Rita first travels to Bangkok where a song and dance number, “La vaginoplastia,” whirls into being; then to Tel Aviv where she meets Doctor Wasserman (Mark Ivanir). They discuss Manitas’s case in a duet, “Lady,” a brief, beautiful quodlibet sung in English which was one of my favorites. Wasserman wishes to meet his potential patient before agreeing to do the surgery, and so the two are off to Mexico. (All meetings with Manitas are in a middle-of-nowhere rocky desert, at night, and with black hoods covering his visitors’ heads during the journey.)
After Manitas becomes Emilia Pérez, Rita arranges to have his wife and children become Swiss nationals, passports and all, under the pretense that Manitas is in hiding and they will be safe in Switzerland. Emilia stages her former self’s death. The infamous drug lord’s demise is broadcast on television. Manita’s wife, Jessi, played by Selena Gomez, is devastated by the news.
Rita moves on with her life and new riches, relocating to London. Four years later, at a swanky dinner party, she’s introduced to Emilia, whom at first she does not recognize. When she does, she assumes she’s to be killed as the last loose end in the Manitas-to-Emilia metamorphosis; however, it turns out that Emilia misses her wife and children and wishes to be reunited with them in Mexico City. Rita’s legal prowess is enlisted once again. And it’s at this turning point that the film rockets into a terribly complex web of human interrelationships, accompanied, as nearly every scene up to this point already has been, by brilliant music and dance.
Karla Sofía Gascón has already been lauded as the film’s big star (and I’m sure she’ll collect further accolades in this new year). But for my money it’s Zoe Saldaña who shines brightest. Don’t get me wrong, Gascón is fantastic. But Saldaña’s tense, smoldering presence kills. And her musical ability and dancing talent burn through the screen. One especially enthralling and exciting number, “El Mal,” sees Saldaña flit agilely and balletically through the ballroom of a Mexico City gala in what could be considered the film’s showstopper.
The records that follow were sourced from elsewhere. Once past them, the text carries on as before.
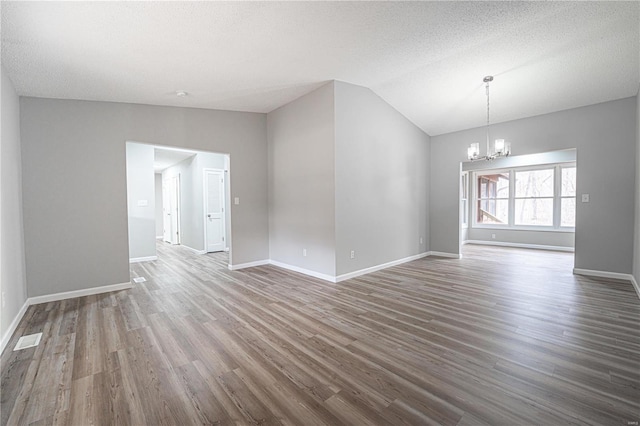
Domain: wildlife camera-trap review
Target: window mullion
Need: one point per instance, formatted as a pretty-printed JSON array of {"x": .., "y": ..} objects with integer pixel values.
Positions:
[{"x": 557, "y": 191}]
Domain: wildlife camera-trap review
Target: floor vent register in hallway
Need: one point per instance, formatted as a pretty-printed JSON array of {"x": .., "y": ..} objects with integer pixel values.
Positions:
[{"x": 29, "y": 341}]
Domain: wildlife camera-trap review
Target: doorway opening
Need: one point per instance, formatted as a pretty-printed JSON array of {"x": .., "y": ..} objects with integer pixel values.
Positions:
[{"x": 172, "y": 199}]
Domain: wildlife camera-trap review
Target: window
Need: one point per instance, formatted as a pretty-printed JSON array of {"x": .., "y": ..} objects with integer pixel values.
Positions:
[
  {"x": 542, "y": 197},
  {"x": 493, "y": 198},
  {"x": 568, "y": 197},
  {"x": 534, "y": 197}
]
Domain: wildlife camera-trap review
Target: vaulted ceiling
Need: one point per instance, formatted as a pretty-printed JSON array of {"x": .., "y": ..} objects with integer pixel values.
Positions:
[{"x": 426, "y": 59}]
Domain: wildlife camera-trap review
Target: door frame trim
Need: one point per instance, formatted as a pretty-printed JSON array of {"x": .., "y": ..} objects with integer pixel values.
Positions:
[{"x": 224, "y": 206}]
All the performances are very good if not completely great. But it’s the ensemble’s interactions with one another that make the movie a success. Combine those dramatic interactions with the excellent original score by Clément Ducol and Camille, Audiard’s intricate screenplay, and Paul Guilhaume’s cinematography, and the whole enchilada is delicious.
Filmmaking that incorporates musical performances into a story is a risky endeavor. We’ve seen too many movies that are essentially Broadway musicals in celluloid form. But “Emilia Pérez” is much braver than that. Audiard’s risk-taking pays off. It's the kind of film that goes just a bit beyond its story, causing one to think about it long after leaving the theater.